Enhancers SNPs (eSNPs) are regulatory DNA variants able to modulate the expression of a target gene dozens of kb away.55 In the residual 16p11.2 haplotype, 25 SNPs are associated with MAPK3 expression in brain tissue, and 10 are eSNPs (GH16J029972, GH16J029961, GH16J029925). Since long-distance, even cell-type-specific, cis-regulation due to non-coding variants has been reported in NCs56 and human frontal lobe,57 we further validated the regulatory roles for six eSNPs (rs12716972, rs1302842915, rs12716973, rs4420550, rs11150577, rs4583255) at two enhancers (GH16J029972 and GH16J029925) by in vitro assay. One of these eSNPs (rs4420550) (black arrow in Fig. 6A) has been reported to regulate MAPK3 expression and confer increased risk of schizophrenia58 in a study that assessed regulatory function in vitro using a short fragment (589 bp) with results similar to ours with the same alleles. We designed our assay to test the entire GH16J029925 fragment (2564 bp, containing rs12716972/rs1302842915/rs12716973/rs4420550), comparing the major enhancer haplotype (A/-/G/A) against the minor enhancer haplotype (G/A/A/G). In addition, we confirmed the potential regulatory role of another enhancer, GH16J029972, using two short eSNP fragments (326 bp for rs11150577, 367 bp for rs4583255). As these regulatory elements (chr16:29,936,654–29,988,941) and MAPK3 (chr16:30,125,426–30,134,630) are in different LD blocks and separated by a large distance (about 137 kb) but in the same TAD, we suspect that these enhancers exert their cis-regulatory effects via long-range spatial contacts. It is conceivable that the effects of this regulatory haplotype are not entirely limited to MAPK3. Several other 16p11.2 genes appeared to show lower expression from the minor residual haplotype, but only MAPK3 and PAGR1 survived qRT–PCR confirmation (Fig. 5B and Supplementary Fig. 7). Similarly, the schizophrenia study also pointed to rs4420550 as associated with the expression of several 16p11.2 genes (INO80E, KCTD13, TAOK2, ALDOA, HIRIP3) beyond MAPK3, suggesting a broader potential regulatory role of this long residual haplotype.
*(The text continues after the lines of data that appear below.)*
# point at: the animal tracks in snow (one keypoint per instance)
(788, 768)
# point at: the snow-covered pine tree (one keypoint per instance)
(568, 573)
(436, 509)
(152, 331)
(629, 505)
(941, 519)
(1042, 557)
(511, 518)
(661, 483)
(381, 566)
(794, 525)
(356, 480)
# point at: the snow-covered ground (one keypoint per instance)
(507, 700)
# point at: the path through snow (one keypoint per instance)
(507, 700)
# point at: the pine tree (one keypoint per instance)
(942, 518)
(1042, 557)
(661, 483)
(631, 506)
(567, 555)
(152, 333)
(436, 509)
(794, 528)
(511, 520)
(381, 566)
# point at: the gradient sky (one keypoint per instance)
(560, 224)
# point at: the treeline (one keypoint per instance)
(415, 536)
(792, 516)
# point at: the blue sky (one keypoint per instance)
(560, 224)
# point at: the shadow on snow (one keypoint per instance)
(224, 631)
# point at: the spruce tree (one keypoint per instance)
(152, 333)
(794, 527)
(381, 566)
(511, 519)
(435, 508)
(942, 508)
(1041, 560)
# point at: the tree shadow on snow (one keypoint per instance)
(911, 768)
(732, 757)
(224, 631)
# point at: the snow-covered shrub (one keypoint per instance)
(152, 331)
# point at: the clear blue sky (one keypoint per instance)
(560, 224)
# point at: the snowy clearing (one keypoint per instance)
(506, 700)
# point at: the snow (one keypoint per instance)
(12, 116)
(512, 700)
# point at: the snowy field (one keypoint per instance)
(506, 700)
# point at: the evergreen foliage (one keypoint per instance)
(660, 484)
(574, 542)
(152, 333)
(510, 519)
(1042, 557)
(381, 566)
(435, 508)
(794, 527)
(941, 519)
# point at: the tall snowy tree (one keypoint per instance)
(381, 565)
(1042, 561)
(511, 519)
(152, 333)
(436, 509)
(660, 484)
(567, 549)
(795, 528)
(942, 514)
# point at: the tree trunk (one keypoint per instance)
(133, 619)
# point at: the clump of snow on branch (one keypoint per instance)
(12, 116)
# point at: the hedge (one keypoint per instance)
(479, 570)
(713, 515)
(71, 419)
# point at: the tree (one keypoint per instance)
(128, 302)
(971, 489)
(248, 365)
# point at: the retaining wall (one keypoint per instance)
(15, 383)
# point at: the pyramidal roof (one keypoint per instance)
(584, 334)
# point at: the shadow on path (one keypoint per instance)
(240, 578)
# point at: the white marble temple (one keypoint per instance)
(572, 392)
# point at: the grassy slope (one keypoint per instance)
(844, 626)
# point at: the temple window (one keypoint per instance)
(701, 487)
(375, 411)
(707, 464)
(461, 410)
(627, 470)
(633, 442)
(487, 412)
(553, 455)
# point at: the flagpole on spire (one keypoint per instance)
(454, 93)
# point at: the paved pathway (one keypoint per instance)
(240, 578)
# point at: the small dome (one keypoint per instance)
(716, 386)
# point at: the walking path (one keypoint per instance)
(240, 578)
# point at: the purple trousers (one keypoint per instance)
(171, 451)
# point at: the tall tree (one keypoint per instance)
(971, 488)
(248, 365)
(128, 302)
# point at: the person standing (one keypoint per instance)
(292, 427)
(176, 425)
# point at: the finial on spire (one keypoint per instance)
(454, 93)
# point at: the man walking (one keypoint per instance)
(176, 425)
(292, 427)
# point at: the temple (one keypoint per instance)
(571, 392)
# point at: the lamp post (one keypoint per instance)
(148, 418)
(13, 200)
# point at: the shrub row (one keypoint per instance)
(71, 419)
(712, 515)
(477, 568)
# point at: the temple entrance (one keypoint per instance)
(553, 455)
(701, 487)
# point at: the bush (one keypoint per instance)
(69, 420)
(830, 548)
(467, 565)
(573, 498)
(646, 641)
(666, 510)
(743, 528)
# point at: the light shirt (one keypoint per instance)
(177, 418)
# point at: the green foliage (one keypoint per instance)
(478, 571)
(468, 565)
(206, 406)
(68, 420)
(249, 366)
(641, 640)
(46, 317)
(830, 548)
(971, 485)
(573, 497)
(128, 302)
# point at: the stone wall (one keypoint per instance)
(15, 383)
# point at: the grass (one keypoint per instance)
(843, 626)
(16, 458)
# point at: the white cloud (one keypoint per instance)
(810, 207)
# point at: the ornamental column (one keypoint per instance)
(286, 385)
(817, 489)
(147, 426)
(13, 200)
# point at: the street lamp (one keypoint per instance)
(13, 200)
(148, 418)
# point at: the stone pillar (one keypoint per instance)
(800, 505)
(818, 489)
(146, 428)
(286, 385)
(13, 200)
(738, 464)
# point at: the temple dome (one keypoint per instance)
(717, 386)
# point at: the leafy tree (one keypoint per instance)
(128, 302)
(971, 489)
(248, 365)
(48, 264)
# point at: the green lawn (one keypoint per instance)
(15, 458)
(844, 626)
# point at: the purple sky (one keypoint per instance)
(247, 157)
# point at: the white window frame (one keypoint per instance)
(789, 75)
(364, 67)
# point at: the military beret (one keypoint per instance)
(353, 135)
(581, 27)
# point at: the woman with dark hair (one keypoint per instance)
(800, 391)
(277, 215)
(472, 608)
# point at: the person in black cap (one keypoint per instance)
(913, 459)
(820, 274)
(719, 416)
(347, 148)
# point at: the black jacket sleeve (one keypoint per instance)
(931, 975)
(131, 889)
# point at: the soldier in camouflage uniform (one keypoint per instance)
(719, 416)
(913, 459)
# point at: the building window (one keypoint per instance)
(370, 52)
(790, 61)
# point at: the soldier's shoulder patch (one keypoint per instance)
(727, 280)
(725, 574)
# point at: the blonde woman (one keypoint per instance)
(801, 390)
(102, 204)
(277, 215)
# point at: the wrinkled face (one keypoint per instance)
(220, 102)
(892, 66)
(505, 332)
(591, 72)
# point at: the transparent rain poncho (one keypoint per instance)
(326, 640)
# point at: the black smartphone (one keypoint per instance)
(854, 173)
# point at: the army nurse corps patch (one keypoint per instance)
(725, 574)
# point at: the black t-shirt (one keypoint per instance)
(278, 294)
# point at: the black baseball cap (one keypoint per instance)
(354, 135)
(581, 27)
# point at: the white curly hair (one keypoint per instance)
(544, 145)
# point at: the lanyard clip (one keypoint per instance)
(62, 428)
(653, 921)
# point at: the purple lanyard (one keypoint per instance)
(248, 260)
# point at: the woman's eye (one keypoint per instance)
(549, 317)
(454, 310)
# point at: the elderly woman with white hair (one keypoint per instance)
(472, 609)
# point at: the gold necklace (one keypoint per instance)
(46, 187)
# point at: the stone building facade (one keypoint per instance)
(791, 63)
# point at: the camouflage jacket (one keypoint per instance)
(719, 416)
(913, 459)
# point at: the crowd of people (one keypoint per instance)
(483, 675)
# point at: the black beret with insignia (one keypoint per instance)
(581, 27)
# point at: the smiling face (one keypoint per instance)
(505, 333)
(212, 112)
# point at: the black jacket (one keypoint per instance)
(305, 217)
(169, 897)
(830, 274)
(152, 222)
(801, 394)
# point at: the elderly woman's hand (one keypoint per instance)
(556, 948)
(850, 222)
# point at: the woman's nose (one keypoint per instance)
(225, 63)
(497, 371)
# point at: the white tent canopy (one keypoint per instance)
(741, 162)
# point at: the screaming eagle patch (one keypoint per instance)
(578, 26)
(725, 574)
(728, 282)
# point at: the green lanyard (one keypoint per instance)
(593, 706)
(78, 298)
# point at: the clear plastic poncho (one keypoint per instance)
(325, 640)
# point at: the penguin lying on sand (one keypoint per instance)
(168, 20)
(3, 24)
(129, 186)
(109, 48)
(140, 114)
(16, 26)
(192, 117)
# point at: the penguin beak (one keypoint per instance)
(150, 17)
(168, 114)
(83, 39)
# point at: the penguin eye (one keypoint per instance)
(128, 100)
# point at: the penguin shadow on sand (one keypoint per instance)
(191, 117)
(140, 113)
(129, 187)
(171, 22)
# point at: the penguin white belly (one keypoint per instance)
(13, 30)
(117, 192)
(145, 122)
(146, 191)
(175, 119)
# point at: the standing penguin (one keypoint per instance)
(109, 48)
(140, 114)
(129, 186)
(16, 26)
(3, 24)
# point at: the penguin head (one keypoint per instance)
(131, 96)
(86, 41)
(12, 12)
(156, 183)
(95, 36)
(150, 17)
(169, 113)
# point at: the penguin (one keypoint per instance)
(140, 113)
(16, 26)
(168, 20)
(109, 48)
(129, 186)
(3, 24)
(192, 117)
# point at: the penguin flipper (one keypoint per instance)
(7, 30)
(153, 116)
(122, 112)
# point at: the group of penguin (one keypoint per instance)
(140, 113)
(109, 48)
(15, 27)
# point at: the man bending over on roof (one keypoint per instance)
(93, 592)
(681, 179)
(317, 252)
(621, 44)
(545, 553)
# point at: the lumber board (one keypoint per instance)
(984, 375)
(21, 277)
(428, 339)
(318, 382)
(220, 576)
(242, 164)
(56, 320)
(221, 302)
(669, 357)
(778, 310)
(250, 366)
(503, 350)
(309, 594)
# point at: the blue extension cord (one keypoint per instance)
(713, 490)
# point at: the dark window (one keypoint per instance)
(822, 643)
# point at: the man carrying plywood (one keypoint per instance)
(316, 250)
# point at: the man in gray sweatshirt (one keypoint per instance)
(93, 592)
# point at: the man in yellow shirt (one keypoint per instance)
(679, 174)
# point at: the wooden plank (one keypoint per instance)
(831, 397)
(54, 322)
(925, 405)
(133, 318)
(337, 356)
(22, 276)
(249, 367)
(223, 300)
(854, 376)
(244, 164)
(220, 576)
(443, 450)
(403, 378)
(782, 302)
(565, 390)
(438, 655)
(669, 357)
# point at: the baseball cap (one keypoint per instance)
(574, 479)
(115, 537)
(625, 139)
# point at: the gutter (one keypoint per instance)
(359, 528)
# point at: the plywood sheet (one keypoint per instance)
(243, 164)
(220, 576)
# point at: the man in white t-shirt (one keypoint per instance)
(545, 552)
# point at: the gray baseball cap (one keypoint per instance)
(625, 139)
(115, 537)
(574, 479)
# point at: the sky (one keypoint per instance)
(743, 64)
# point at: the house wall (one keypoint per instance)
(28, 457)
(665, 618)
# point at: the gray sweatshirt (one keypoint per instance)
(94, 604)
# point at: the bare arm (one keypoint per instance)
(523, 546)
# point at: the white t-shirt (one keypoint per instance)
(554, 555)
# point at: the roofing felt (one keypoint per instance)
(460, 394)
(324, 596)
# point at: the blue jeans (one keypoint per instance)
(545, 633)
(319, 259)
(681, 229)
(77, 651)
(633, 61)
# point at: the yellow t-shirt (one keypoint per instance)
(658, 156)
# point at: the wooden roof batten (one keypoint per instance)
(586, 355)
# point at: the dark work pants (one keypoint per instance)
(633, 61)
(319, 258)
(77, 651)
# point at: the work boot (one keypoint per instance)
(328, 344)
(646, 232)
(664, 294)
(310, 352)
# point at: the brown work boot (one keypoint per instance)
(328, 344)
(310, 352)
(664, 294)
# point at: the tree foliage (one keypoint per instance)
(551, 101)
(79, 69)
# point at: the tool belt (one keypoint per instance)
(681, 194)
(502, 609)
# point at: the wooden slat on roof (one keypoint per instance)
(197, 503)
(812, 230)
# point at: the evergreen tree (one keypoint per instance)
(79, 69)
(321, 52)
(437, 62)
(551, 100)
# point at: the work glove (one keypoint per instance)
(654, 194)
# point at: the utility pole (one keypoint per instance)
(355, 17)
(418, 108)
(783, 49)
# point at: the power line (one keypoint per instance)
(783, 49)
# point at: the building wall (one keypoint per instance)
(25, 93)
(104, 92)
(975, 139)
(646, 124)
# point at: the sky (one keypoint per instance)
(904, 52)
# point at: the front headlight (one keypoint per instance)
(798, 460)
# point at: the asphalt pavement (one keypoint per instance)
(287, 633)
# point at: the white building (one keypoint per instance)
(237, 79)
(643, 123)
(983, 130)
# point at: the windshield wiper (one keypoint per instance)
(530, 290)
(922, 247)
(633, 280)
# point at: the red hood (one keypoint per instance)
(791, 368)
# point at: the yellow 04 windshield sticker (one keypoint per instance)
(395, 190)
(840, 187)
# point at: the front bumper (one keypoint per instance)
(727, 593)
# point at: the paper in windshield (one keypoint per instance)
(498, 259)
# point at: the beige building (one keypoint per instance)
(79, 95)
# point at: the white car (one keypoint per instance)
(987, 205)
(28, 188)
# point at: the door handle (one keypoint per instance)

Although we cannot exclude contributions from other 16p11.2 genes or modifier genes elsewhere in the genome, our delineation of eSNPs associated with cis-regulation of MAPK3 expression offers a potential explanation for the variable penetrance associated with 16p11.2del NDD phenotypes. We tested this possibility using three clinical patient cohorts with 16p11.2del ascertained on the basis of different criteria. The minor residual haplotype was indeed associated with increased risk of NDD/ASD in 16p11.2del carriers. We also explored the relationship of the 58 SNP-based haplotype and TBX6 expression assessable in GTEx. In contrast to MAPK3, the regulation of TBX6 expression by this residual 16p11.2 haplotype is predominantly outside brain, where the minor alleles are consistently significantly associated with increased TBX6 expression in a broad range of peripheral tissues. These opposite cis-regulatory effects on MAPK3 and TBX6 expression in brain and periphery, respectively, provide a potential explanation for the relative penetrance of CS and NDD in 16p11.2del subjects and the different frequencies of Del_H1 and Del_H2 residual haplotypes in the CS and NDD cohorts. Such cis-regulatory mechanisms could well extend to other phenotypic differences in 16p11.2del subjects and in those with other CNV disorders. The analysis of the residual haplotype in deletion CNV syndromes might be particularly useful in identifying contributor genes in phenotypically extreme subjects with such disorders.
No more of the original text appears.